22

I would like to extract from a general HTML page, all the text (displayed or not).

I would like to remove

  • any HTML tags
  • Any javascript
  • Any CSS styles

Is there a regular expression (one or more) that will achieve that?

Charles Stewart
  • 11,661
  • 4
  • 46
  • 85
Ron Harlev
  • 16,227
  • 24
  • 89
  • 132

11 Answers11

22

Remove javascript and CSS:

<(script|style).*?</\1>

Remove tags

<.*?>
nickf
  • 537,072
  • 198
  • 649
  • 721
14

You can't really parse HTML with regular expressions. It's too complex. RE's won't handle <![CDATA[ sections correctly at all. Further, some kinds of common HTML things like &lt;text> will work in a browser as proper text, but might baffle a naive RE.

You'll be happier and more successful with a proper HTML parser. Python folks often use something Beautiful Soup to parse HTML and strip out tags and scripts.


Also, browsers, by design, tolerate malformed HTML. So you will often find yourself trying to parse HTML which is clearly improper, but happens to work okay in a browser.

You might be able to parse bad HTML with RE's. All it requires is patience and hard work.

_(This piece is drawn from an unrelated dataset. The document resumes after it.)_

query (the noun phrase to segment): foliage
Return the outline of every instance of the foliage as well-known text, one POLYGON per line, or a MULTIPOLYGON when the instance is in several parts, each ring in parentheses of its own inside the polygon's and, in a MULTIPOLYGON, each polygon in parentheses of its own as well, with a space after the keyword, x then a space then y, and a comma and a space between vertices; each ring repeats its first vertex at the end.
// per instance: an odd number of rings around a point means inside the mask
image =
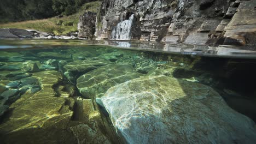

But it's often simpler to use someone else's parser.

S.Lott
  • 384,516
  • 81
  • 508
  • 779
  • Definitely use a specialized HTML parser - don't roll your own! I just wanted to suggest Hpricot if you're using Ruby. – Neall Oct 08 '08 at 02:52
  • Why should baffle a RE? Most would just be setup to ignore it, which is correct: it's text, not HTML. If it's because they parse HTML entities (a good idea I suppose) you should be doing that on the text AFTER your RE's, not on the HTML anyway... – Matthew Scharley Oct 08 '08 at 10:19
  • 4
    @monoxide: My point is not that it's impossible. My point is that you can save a lot of debugging of RE's by using someone else's parser that handles all the edge cases correctly. – S.Lott Oct 08 '08 at 12:36
  • +1 but I think the point about malformed HTML is irrelevant here since we specifically aren't trying to parse the HTML it's ok to have a regex which just pulls out anything which looks like a tag regardless of structure. – annakata Dec 08 '08 at 11:21
  • @annakata: "pulling out anything which looks like a tag" more-or-less IS parsing. Because HTML is a language that is more complex than RE's are designed to describe, parsing is about the only way to find anything in HTML. RE's are always defeated except in trivial cases. – S.Lott Dec 08 '08 at 11:25
  • BeautifulSoup uses regexs to parse HTML so it is easily fooled. http://stackoverflow.com/questions/94528/is-u003e-greater-than-sign-allowed-inside-an-html-element-attribute-value – jfs Feb 01 '09 at 08:17
7

Needed a regex solution (in php) that would return the plain text just as well (or better than) PHPSimpleDOM, only much faster. Here is the solution that I came up with:

function plaintext($html)
{
    // remove comments and any content found in the the comment area (strip_tags only removes the actual tags).
    $plaintext = preg_replace('#<!--.*?-->#s', '', $html);

    // put a space between list items (strip_tags just removes the tags).
    $plaintext = preg_replace('#</li>#', ' </li>', $plaintext);

    // remove all script and style tags
    $plaintext = preg_replace('#<(script|style)\b[^>]*>(.*?)</(script|style)>#is', "", $plaintext);

    // remove br tags (missed by strip_tags)
    $plaintext = preg_replace("#<br[^>]*?>#", " ", $plaintext);

    // remove all remaining html
    $plaintext = strip_tags($plaintext);

    return $plaintext;
}

When I tested this on some complicated sites (forums seem to contain some of the tougher html to parse), this method returned the same result as PHPSimpleDOM plaintext, only much, much faster. It also handled the list items (li tags) properly, where PHPSimpleDOM did not.

As for the speed:

  • SimpleDom: 0.03248 sec.
  • RegEx: 0.00087 sec.

37 times faster!

Joe Bergevin
  • 3,158
  • 5
  • 26
  • 34